ユーフェミアの瞳は深海のように静かだった。

波もなく、風もなく、そこに危険の兆候はない。

だからこそ――恐ろしい。


エリーは指先を握りしめる。

皮膚が爪に押し込まれる感覚だけが、自分がまだ「生きている」と告げてくれる。

痛みが戻ってくることはない。

それもまた、彼女の回復の成果の一部なのだ。


ユーフェミアは傷つけるつもりがない。

その事実が、鋭利な凶器よりも深く刺さる。


彼女は誰も殴らない。

誰も罵らない。

誰かを圧倒する意図もない。

ただ治癒する。


疲労を削り、焦燥を除去し、不安を昇華させ、

心が抱え込んだ「暗闇」を、午後の日差しのように溶かしてしまう。


エリー(心の奥)

「この人は……傷つけるつもりなんてない。

だからこそ、怖い。

“善意”には誰も反撃できない。
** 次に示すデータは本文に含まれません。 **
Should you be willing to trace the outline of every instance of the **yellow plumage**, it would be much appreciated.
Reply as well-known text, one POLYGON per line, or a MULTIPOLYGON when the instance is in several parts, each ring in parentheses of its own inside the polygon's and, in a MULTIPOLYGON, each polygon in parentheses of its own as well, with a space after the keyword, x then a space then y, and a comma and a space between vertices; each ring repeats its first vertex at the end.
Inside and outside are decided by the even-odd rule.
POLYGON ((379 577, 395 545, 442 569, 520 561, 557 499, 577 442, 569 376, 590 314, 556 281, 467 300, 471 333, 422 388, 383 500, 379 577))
」


世界は結果だけを見る。

回復=善。

議論は成立しない。


ユーフェミアは暴力を振るっていない。

治癒しただけだ。

すべての結果が“良い”。

その“良さ”の下で、人々の呼吸は均され、感情は平坦化される。


悩む必要はなく、苦しむ権利も消え失せる。

人間のデコボコは磨き落とされ、寿命の延びたマネキンのような幸福だけが残る。


エリーの膝がわずかに震える。

それは悲しみではなく拒絶――しかし拒絶という感情ですら、ユーフェミアの前では矮小だ。


ユーフェミアはヒロインではない。

恋も友情も救済も、彼女の中には存在しない。

彼女は宗教であり制度である。


善性を疑うことが罪になる仕組み。

反抗は「不健康」、不満は「回復不足」、怒りは「調整対象」。

抵抗は常に“治療”で抑圧される。


銀髪の少女はただ無垢に微笑む。

その笑みの奥に、悪意も野心もない。

ただ一つの命題――世界を正しい状態へ戻すこと。


エリーは悟る。

この少女は“善の独裁者”だ。

王でも暴君でもなく、幸福を強制し、物語を奪う“治癒の暴力”の権化。


言葉にならない叫びが胸の奥で擦れ、

ひび割れた魂だけが囁いた。


(逃げないと。殺されはしない。けれど、私が私でなくなる。)


脅威は牙を向けない。

代わりに――全てを優しく均す。